In the early 1930s, the family moved to the Whitson council estate that had been built in the grounds of the abandoned Saughton Hall Asylum (a crumbling baronial mansion, visible from the end of their street). William—who had survived Passchendaele, the Somme and the Arras offensive—died of tuberculosis a year after they moved in, aged forty-seven. Bertha moved back to the Fountainbridge area, ending up in Watson Crescent, where she stayed for the rest of her life.
In January 1970, when she was seventy-six, she was found unconscious in her flat, badly beaten, her jaw broken. She remained in a coma for days.
A month later—after a Colibri table lighter that had been stolen from the flat turned up in a pawn shop—police arrested a thirty-four-year-old man named James Watson, who was already serving a life sentence in Saughton prison for the murder of a prostitute in Glasgow in 1959.

He had been working in a Fountainbridge dairy as part of a training for freedom scheme, and often drank in the Diggers pub before returning to jail at night—his workmates knew he was in for murder, but allowed him to drink with them as he’d told them the victim was a policeman.
After a long drinking session—his shift had finished before 5, and he knew he wouldn’t be missed for hours—he had forced his way into Bertha’s flat and assaulted her before making off with what the judge at his eventual trial called “pathetically few” articles, and £6 in cash.
Watson—who, by some probably meaningless coincidence, shared his name with Bailie James Watson, after whom the street was named—was given a 12-year sentence. He was paroled in 1998 but convicted of drink driving the following year and returned to jail, where he may still be.
Bertha died in 1973, aged eighty.
1951—Stanley Archibald, who witnessed the first Orange Walk in Edinburgh since 1902, attended by around 60,000 marchers from across Britain and Ireland, and told the Evening News, “Never before have I witnessed such a crowd of fanatics as I did in the Orange Walk.”
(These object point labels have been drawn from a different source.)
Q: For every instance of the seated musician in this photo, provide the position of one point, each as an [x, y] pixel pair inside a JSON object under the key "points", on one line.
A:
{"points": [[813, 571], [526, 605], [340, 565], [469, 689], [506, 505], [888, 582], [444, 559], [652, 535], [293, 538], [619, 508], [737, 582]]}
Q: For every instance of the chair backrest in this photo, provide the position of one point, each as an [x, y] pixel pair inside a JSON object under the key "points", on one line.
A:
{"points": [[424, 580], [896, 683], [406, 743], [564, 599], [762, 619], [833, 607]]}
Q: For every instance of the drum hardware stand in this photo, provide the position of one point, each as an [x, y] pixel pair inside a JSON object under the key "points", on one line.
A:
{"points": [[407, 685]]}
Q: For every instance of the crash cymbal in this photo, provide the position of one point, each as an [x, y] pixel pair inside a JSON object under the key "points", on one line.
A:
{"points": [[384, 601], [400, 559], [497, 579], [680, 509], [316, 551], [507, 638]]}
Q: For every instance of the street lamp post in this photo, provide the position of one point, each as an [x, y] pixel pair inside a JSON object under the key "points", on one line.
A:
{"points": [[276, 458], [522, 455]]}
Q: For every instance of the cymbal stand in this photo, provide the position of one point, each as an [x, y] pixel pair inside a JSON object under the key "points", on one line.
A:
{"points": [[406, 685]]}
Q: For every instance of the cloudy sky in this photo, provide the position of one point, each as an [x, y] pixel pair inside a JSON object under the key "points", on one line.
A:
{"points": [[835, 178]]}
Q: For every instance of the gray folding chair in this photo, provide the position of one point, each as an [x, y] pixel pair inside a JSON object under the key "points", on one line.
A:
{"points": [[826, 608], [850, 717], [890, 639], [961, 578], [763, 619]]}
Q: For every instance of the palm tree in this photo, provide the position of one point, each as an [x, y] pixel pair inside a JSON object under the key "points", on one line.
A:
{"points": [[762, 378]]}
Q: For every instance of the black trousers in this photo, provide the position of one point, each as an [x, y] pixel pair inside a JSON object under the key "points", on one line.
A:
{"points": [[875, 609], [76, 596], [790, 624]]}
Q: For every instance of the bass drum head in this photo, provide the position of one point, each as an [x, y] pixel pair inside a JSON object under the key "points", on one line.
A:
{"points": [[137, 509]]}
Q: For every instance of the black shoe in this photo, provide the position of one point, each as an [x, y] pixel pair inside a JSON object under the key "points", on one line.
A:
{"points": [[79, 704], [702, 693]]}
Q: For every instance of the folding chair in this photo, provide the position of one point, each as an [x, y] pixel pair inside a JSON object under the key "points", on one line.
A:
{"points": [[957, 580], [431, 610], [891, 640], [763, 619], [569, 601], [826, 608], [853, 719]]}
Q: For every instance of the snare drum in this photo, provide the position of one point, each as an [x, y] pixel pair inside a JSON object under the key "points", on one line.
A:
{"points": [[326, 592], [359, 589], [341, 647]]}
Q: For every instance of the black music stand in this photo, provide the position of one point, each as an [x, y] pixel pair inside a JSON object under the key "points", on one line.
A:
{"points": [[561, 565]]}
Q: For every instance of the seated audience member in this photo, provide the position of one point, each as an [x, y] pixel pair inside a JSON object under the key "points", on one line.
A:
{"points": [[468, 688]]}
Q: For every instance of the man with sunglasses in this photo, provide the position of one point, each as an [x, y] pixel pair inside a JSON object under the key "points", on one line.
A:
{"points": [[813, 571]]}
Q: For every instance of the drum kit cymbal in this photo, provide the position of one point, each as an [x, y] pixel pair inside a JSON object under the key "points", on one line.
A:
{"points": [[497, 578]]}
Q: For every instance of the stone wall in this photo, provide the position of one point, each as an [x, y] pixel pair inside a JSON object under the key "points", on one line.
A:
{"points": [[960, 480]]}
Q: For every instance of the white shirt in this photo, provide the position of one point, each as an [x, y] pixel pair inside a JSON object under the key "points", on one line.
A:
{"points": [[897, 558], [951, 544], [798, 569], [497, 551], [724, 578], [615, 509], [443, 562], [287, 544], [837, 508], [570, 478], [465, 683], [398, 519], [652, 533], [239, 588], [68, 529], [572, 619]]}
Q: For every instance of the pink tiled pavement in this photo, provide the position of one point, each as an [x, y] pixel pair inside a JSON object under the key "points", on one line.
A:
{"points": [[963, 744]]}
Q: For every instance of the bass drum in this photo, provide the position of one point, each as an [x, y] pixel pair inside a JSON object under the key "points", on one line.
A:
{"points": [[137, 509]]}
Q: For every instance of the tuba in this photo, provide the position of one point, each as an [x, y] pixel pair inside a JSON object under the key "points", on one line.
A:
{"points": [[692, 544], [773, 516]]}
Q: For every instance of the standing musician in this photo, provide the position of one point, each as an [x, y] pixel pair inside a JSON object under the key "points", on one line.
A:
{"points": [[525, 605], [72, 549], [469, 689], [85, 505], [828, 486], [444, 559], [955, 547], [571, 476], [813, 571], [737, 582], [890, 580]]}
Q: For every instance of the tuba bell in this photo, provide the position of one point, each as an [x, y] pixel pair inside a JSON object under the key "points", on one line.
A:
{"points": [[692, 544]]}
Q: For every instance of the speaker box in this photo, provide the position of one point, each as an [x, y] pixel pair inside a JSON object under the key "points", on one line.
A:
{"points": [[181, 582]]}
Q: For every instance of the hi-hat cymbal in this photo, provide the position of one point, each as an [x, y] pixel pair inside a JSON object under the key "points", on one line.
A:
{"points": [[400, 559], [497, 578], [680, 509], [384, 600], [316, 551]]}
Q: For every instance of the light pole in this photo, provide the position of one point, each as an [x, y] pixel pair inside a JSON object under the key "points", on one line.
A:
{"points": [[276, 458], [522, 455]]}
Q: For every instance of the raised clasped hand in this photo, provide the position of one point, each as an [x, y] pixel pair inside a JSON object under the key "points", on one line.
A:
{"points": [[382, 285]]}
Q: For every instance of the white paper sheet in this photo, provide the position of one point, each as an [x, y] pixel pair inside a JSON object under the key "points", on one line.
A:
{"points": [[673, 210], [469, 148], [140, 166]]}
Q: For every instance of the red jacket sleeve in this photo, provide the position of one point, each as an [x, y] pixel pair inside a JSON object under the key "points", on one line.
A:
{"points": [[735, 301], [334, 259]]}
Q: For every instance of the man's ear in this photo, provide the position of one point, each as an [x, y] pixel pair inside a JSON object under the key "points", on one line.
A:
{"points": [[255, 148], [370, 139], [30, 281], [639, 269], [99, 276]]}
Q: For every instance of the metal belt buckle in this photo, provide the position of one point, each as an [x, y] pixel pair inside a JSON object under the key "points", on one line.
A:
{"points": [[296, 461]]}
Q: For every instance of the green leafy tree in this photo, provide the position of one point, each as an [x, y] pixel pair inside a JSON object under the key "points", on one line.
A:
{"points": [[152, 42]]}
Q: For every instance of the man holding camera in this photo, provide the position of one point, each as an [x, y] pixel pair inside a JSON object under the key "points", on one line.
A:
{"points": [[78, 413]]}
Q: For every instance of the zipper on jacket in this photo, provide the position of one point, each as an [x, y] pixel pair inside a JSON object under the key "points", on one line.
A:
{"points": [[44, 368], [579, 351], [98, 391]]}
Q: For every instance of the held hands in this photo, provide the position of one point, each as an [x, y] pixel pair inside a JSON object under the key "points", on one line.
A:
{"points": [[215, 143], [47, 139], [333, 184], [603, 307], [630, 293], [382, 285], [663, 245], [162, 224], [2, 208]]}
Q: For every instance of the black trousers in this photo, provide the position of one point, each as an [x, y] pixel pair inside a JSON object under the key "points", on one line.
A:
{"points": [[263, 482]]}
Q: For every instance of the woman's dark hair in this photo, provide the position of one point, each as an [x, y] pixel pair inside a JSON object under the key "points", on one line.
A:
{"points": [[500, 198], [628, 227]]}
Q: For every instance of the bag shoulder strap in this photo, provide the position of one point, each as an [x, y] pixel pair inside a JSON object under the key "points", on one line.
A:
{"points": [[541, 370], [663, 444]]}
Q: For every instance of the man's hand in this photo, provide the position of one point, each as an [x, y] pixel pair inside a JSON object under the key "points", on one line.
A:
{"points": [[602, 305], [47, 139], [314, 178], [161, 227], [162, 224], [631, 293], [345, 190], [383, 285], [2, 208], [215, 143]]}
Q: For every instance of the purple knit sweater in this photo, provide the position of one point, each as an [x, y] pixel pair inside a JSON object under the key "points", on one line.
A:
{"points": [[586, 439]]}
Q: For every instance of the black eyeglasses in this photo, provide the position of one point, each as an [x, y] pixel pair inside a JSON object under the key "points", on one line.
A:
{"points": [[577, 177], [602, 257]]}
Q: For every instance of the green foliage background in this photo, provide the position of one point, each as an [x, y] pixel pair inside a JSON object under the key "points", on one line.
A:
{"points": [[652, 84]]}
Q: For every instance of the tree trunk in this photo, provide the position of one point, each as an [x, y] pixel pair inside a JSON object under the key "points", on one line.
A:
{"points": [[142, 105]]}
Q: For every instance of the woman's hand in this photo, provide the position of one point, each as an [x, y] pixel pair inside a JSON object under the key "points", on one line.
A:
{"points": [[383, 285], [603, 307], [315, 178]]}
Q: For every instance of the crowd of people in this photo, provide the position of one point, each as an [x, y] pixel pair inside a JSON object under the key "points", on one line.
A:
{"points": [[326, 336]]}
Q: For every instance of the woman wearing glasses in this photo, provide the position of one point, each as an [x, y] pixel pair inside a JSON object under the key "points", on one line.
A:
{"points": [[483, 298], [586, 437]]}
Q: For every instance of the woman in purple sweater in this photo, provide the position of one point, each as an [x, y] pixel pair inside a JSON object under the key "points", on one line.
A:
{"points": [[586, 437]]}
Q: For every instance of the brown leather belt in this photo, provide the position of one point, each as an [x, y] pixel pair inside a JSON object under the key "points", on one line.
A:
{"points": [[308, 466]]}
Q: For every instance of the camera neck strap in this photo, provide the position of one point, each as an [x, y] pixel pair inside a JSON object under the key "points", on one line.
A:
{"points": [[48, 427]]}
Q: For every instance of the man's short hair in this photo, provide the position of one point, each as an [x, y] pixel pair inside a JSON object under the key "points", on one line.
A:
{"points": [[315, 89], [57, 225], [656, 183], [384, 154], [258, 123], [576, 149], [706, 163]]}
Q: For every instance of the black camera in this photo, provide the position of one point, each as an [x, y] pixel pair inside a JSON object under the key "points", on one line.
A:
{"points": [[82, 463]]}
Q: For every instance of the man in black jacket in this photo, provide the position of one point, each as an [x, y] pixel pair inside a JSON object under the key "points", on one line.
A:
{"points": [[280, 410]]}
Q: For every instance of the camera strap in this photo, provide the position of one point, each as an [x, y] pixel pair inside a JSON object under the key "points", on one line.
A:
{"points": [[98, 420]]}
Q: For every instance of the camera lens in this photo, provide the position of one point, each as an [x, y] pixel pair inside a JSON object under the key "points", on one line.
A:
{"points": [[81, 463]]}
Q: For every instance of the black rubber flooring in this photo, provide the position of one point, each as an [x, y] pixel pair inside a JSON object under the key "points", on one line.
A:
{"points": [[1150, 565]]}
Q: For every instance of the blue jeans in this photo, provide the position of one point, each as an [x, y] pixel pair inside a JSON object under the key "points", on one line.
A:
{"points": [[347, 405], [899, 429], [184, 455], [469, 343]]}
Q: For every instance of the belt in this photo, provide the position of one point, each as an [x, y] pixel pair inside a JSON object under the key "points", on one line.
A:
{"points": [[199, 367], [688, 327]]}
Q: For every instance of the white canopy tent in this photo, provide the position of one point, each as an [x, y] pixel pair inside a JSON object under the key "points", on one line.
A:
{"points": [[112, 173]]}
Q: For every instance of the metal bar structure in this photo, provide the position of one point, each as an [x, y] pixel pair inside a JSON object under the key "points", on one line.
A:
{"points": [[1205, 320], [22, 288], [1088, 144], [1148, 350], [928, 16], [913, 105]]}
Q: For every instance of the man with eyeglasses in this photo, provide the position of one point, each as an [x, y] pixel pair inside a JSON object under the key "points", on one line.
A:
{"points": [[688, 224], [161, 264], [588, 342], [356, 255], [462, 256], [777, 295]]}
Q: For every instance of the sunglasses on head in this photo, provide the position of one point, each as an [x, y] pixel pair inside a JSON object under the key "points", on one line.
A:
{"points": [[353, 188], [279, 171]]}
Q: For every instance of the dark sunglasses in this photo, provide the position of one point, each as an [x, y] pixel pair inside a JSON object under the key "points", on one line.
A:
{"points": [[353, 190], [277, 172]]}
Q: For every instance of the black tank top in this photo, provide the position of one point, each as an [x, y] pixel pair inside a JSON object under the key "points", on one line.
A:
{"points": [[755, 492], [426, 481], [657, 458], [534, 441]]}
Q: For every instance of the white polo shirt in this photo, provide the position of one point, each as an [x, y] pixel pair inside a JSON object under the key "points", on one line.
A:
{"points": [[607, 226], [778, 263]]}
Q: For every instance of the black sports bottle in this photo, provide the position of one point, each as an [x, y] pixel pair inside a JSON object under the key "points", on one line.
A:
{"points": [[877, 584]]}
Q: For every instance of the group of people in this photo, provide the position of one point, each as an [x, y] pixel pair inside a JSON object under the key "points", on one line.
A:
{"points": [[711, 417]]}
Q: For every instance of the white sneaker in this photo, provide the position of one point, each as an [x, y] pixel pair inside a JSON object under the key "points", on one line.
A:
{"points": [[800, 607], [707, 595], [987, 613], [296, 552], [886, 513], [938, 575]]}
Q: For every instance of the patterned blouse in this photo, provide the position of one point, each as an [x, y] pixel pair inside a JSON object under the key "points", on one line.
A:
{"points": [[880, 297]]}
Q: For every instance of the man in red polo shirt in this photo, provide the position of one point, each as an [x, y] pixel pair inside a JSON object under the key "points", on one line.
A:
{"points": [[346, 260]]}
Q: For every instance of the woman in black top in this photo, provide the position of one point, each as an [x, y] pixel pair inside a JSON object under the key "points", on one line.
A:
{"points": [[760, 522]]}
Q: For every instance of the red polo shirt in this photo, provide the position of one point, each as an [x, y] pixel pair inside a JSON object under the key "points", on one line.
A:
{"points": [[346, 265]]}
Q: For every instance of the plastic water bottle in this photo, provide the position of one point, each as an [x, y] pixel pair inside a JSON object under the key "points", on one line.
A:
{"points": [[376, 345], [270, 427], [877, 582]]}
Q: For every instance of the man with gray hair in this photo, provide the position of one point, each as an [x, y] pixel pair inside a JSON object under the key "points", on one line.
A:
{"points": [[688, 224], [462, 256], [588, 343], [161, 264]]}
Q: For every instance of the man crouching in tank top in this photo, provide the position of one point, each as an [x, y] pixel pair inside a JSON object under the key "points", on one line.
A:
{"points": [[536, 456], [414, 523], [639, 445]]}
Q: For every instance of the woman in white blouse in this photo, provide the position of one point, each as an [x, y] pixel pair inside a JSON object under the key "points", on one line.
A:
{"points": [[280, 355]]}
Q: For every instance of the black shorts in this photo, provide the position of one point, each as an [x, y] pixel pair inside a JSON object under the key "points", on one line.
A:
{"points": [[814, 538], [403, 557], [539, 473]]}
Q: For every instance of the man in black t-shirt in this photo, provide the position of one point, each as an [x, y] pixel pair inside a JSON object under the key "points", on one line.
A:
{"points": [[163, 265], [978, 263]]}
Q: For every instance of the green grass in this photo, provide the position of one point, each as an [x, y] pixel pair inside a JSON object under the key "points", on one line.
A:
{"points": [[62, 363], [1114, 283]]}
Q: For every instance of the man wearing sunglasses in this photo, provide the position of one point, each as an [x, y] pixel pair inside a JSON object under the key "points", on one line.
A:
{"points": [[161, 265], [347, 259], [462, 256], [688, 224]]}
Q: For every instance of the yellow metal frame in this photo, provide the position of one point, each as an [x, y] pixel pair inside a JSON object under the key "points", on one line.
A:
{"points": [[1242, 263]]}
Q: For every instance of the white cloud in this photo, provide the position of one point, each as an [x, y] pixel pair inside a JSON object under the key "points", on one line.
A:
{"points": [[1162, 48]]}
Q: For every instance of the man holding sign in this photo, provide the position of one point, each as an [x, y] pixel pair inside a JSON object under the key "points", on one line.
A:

1946—William Scott, a fifty-three-year-old drapers assistant, who was admitted to hospital suffering burns to his feet following a fire in his flat. The burns caused blood clots in his legs, one of which killed him three years later, when it broke off and became lodged in a lung artery.
1940—John Scott, the nine-year-old son of William (above) who died in the Sick Children’s Hospital with an abscess on his lung.
1936—Margaret Scott, the forty-five-year-old mother of John (above) who died of cervical cancer when her son was five.
1932—David Bisset, a young man who, with his friend Duncan Macpherson from no.40, cycled across West Lothian on a late summer Sunday. They were arrested in Linlithgow High Street at 11pm for cycling without front lamps and given a 10s fine, or ten days’ imprisonment.
1921—Annie Cruickshank, who stole a lady’s silver chain handbag and 19s from a shop in Prince’s Street, and was fined £3.
1918—John Hill, a lance corporal in the Oxford and Bucks Light Infantry (and brother of William Scott, above), who died in Bulgaria, possibly of influenza, a month after the end of the war.
1918—Thomas Smith; W Scott; Charles Younger—all killed in action in France between April and March.
1917—Walter Myles, a thirty-eight-year-old barman who enlisted in the Royal Scots and was killed in “a devastating wave of machine-gun fire”, along with most of his battalion, while trying to capture a small chemical works near Arras.

1915—Duncan Scott, who grew up in the tenement. He enlisted in the Royal Scots in May and was killed later that same month, along with two hundred other soldiers, when their train came off the rails near Gretna and was struck by the Glasgow express.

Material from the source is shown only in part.